Bei ersten Testfahrten auf strikt tempolimitierten Landstraßen rund ums kroatische Split liegt der Verbrauch laut Bordcomputer bei 6,1 Liter je 100 Kilometer. Ausprobiert wird die Version mit 7-Gang-DSG (Aufpreis: 2.094,40 Euro), dabei gefällt das spontane Ansprechverhalten des kleinen, zusammen mit Renault entwickelten Vierzylinders, der bei voller Leistungsabgabe leicht knurrig und ziemlich unternehmungslustig klingt - eine Eigenschaft, die durch die Beschleunigungsdaten bestätigt wird.

Noch deutlich munterer ist logischerweise der Zweiliter-Benziner mit 165 kW/224 PS und einem maximalen Drehmoment von 350 Newtonmeter, der in 6,2 Sekunden auf Tempo 100 ist, 250 km/h Spitze schafft und laut Norm zwischen 6,2 und 6,5 Liter Benzin je 100 Kilometer konsumiert. Einen Tick ruhiger, aber dafür mit einer sehr angenehmen Drehmomentwelle (260 Nm ab 1.750 U/min) geht der A 180 d ans Werk, er glänzt wie seine Otto-Brüder mit der Abgaseinstufung Euro 6 d-Temp, leistet 85 kW/116 PS und schluckt normierte 4,1 bis 4,5 Liter Diesel je 100 Kilometer. Was bedeutet, dass man die Diesel-A-Klasse mit der entsprechenden Zurückhaltung mit einem Verbrauch um die 5,0 Liter bewegen kann. Auch wenn der Aufwand fürs Fahrwerk je nach Motorisierung unterschiedlich ist: Alle drei vom Motor-Informations-Dienst (mid) ausprobierten Versionen zeigen eindeutig das Bestreben der Entwickler, hohe Agilität mit mehr Komfort zu kombinieren.

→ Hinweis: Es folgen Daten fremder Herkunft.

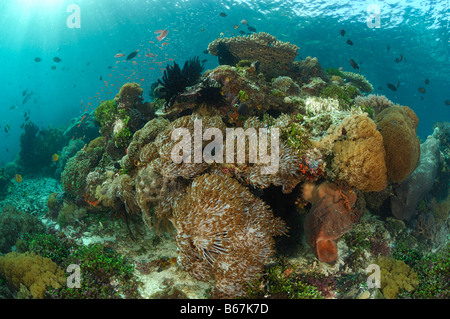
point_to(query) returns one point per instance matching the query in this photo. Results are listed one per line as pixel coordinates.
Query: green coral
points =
(278, 282)
(344, 95)
(105, 113)
(242, 96)
(433, 272)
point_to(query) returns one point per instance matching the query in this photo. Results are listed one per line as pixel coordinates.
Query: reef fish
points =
(391, 86)
(132, 55)
(354, 64)
(162, 34)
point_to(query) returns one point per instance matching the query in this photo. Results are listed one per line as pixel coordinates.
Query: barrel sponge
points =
(398, 126)
(32, 271)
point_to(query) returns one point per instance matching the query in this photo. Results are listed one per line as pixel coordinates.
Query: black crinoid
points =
(176, 80)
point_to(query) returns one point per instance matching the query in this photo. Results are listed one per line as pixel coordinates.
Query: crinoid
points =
(176, 80)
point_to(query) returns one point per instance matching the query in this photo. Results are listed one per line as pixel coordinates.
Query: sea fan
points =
(176, 80)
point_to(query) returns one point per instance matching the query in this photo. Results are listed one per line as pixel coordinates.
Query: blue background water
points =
(419, 30)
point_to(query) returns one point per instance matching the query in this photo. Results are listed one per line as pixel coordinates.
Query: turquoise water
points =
(31, 28)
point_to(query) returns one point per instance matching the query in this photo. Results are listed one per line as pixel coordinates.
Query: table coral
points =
(398, 126)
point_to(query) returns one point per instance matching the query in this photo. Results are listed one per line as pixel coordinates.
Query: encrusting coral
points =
(224, 232)
(398, 126)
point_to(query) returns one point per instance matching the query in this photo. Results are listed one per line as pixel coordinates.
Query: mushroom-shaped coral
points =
(225, 232)
(274, 55)
(329, 218)
(398, 126)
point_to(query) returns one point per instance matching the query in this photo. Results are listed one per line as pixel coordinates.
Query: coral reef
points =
(15, 223)
(373, 103)
(331, 216)
(398, 127)
(396, 275)
(274, 55)
(225, 232)
(37, 147)
(358, 153)
(408, 193)
(31, 275)
(358, 81)
(176, 80)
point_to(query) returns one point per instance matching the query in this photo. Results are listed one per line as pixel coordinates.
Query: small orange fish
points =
(162, 34)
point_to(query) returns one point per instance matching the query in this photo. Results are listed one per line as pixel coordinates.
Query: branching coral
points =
(225, 232)
(358, 153)
(31, 273)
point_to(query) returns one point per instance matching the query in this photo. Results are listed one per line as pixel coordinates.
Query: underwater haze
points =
(31, 28)
(106, 166)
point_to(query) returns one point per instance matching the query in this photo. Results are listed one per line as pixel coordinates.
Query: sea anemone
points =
(176, 80)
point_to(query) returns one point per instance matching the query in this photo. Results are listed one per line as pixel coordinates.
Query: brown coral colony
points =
(330, 151)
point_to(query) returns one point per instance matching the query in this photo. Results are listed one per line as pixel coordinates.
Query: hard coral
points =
(225, 232)
(358, 153)
(274, 55)
(398, 126)
(31, 273)
(329, 218)
(396, 275)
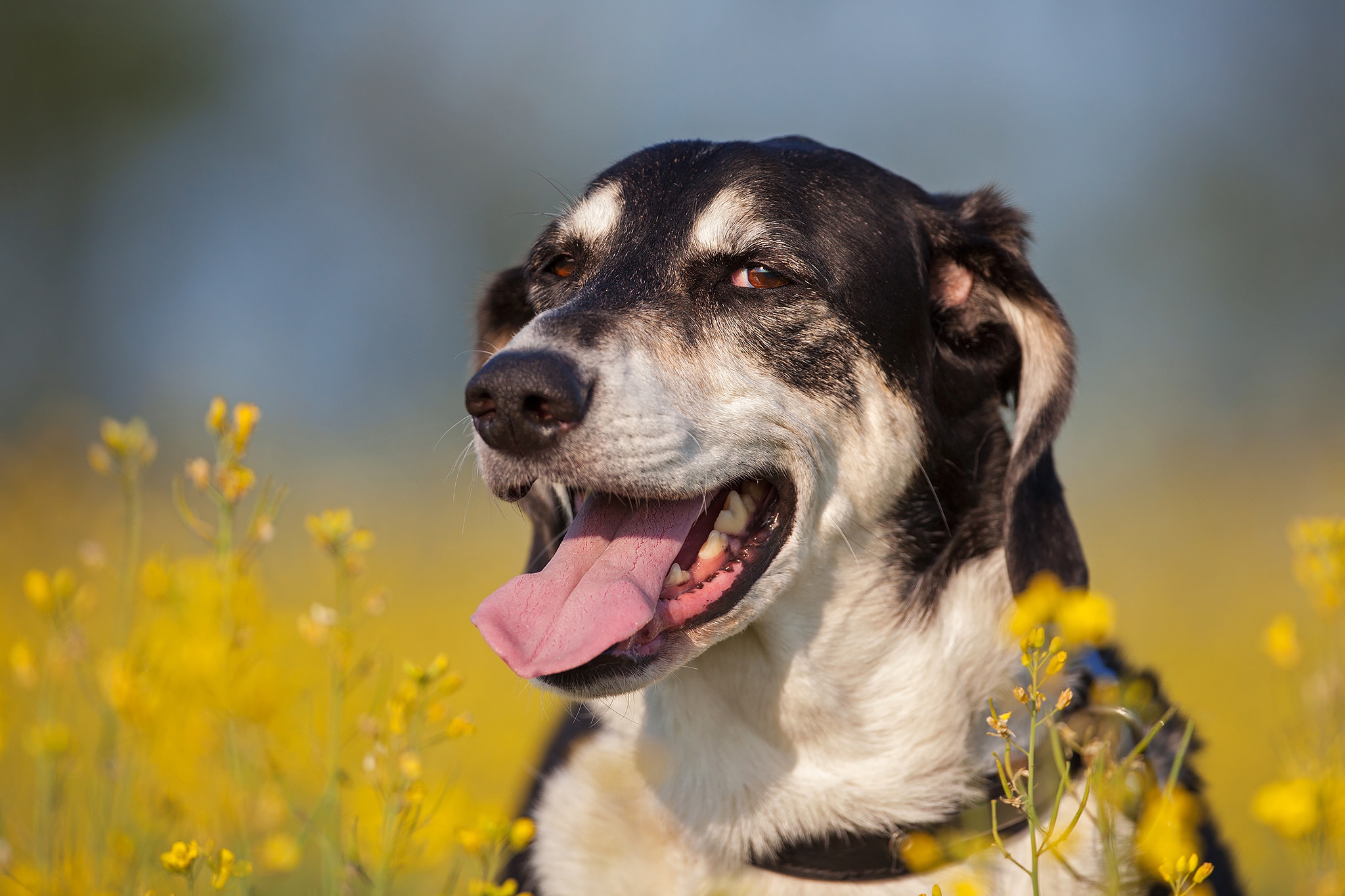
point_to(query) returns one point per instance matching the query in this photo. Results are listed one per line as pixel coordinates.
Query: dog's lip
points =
(618, 666)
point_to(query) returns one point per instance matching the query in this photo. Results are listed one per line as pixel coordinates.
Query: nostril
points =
(539, 408)
(479, 403)
(523, 402)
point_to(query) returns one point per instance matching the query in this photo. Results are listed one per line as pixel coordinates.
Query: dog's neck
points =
(833, 711)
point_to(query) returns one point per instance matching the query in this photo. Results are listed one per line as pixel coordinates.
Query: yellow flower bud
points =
(1281, 643)
(23, 662)
(215, 416)
(245, 419)
(37, 587)
(114, 436)
(236, 481)
(1056, 664)
(521, 833)
(1289, 806)
(1086, 618)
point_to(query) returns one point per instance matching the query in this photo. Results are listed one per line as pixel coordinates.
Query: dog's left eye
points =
(562, 265)
(759, 277)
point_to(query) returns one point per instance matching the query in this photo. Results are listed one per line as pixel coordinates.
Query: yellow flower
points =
(311, 630)
(460, 727)
(1320, 559)
(215, 416)
(225, 865)
(1281, 641)
(1290, 806)
(409, 765)
(280, 852)
(234, 481)
(181, 859)
(328, 528)
(1086, 617)
(521, 833)
(128, 441)
(1166, 828)
(24, 664)
(1038, 605)
(37, 587)
(920, 851)
(245, 419)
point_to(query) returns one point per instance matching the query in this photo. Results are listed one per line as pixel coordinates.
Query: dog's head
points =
(725, 355)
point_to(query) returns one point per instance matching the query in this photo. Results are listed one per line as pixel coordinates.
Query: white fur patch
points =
(1044, 359)
(595, 215)
(728, 226)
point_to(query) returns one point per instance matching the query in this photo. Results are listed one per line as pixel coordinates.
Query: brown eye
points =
(759, 277)
(562, 265)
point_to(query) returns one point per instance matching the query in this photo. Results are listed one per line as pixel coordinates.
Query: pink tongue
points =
(602, 586)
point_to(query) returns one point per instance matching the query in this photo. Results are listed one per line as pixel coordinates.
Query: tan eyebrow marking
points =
(728, 224)
(596, 215)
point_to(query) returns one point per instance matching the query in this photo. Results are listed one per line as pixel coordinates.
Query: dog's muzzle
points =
(523, 402)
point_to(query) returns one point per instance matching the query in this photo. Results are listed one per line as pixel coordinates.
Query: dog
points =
(783, 425)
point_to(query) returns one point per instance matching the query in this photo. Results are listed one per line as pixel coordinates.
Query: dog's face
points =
(725, 354)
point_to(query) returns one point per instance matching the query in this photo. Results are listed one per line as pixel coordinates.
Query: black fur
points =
(864, 250)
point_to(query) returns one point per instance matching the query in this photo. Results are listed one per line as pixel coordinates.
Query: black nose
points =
(523, 402)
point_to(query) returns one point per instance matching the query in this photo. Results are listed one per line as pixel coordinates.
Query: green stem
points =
(335, 711)
(1030, 802)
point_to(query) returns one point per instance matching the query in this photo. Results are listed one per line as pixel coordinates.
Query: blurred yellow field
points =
(218, 710)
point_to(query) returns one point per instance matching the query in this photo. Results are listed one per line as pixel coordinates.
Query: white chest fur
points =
(817, 717)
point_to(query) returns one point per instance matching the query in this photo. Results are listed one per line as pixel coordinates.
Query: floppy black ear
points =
(981, 264)
(502, 312)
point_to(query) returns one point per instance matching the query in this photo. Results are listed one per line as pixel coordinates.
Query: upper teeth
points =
(677, 576)
(734, 517)
(715, 545)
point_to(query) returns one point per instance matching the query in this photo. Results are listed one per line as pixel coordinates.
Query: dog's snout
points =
(523, 402)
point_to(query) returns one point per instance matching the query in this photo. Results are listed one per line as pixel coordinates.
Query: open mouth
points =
(634, 575)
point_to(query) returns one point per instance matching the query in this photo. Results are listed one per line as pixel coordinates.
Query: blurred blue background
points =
(295, 202)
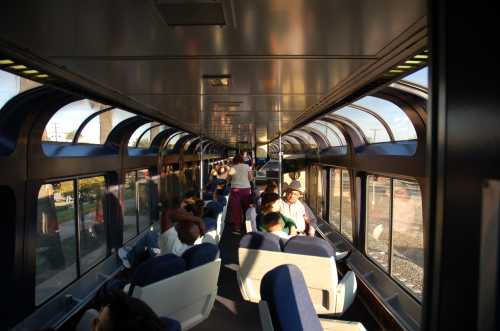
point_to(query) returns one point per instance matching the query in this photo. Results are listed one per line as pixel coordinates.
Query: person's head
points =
(271, 186)
(237, 159)
(272, 222)
(121, 312)
(212, 210)
(188, 232)
(269, 202)
(194, 206)
(293, 192)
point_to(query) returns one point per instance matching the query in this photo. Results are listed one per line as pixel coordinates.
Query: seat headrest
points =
(290, 305)
(170, 324)
(199, 255)
(156, 269)
(309, 246)
(261, 240)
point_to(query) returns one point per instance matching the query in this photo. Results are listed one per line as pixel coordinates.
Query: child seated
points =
(273, 223)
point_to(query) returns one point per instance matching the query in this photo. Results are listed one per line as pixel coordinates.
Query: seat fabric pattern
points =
(261, 240)
(199, 255)
(156, 269)
(309, 246)
(290, 305)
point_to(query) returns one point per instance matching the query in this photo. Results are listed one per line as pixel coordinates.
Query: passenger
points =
(293, 208)
(273, 223)
(210, 215)
(121, 312)
(180, 238)
(271, 202)
(149, 245)
(240, 192)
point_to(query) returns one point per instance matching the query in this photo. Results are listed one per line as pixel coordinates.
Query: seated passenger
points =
(292, 207)
(180, 238)
(273, 223)
(124, 313)
(271, 203)
(210, 214)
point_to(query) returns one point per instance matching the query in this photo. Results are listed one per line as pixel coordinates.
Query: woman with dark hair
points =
(239, 199)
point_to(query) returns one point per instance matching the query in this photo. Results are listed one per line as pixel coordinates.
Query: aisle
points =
(230, 311)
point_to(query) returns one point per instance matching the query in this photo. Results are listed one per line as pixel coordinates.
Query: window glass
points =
(378, 207)
(151, 134)
(407, 236)
(338, 134)
(97, 130)
(398, 121)
(139, 131)
(335, 175)
(12, 85)
(56, 239)
(419, 77)
(174, 139)
(130, 207)
(144, 204)
(63, 124)
(91, 221)
(328, 134)
(372, 128)
(345, 211)
(306, 138)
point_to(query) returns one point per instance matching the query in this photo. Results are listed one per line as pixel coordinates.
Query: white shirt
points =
(239, 176)
(281, 234)
(170, 243)
(296, 212)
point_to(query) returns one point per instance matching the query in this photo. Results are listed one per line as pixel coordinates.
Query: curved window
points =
(134, 138)
(174, 139)
(398, 121)
(372, 128)
(63, 125)
(419, 77)
(97, 130)
(148, 136)
(308, 139)
(12, 85)
(328, 134)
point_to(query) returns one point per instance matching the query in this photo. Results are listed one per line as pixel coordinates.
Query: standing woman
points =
(239, 199)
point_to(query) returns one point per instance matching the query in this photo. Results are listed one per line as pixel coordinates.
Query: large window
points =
(394, 237)
(137, 203)
(340, 201)
(59, 235)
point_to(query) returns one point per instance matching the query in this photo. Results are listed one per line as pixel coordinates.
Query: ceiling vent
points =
(196, 12)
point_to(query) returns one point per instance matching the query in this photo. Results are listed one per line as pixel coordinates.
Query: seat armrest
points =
(345, 292)
(336, 325)
(265, 316)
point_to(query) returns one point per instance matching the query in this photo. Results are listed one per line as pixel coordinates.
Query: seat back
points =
(187, 297)
(262, 241)
(199, 255)
(285, 291)
(305, 245)
(156, 269)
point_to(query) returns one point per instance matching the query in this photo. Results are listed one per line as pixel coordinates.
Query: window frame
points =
(76, 215)
(329, 205)
(388, 272)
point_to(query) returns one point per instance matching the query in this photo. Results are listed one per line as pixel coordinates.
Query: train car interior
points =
(249, 165)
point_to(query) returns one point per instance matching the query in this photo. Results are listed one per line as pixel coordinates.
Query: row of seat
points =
(260, 252)
(286, 304)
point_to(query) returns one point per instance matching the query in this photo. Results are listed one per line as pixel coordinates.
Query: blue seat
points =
(284, 289)
(156, 269)
(199, 255)
(309, 246)
(261, 240)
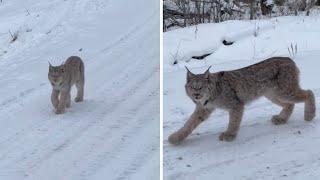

Jetzt wird es ein bisschen komplizierter. Zwar heißt es bei Mercedes, die A-Klasse sei dank Klimaautomatik, dem neuen MBUX (Mercedes-Benz User Experience) Multimedia-System, Multifunktions-Sportlenkrad samt Touch-Control-Buttons, Regen-Licht-Sensor und Keyless Go, reichlich Sicherheitsfeatures und der Fahrprogramm-Auswahl Dynamic Select "bereits in der Basiskonfiguration reichhaltig ausgestattet". Stimmt schon! Doch wer sich in die schier unendlichen Weiten des Konfigurators begibt, stellt schnell fest: Einfach nur aus den Ausstattungslinien Style, Progressive und AMG Line und den zwei Ausstattungspaketen auswählen und auf den Knopf drücken - das reicht nicht. Denn viele der schönen Sachen - etwa die riesigen Doppel-Touchscreens - gibt es nicht in der Basis und oft nur in Kombination mit anderen preistreibenden Goodies. Wer auf diesem Gebiet nicht so fit ist, sollte sachkundige Hilfe dazu bitten.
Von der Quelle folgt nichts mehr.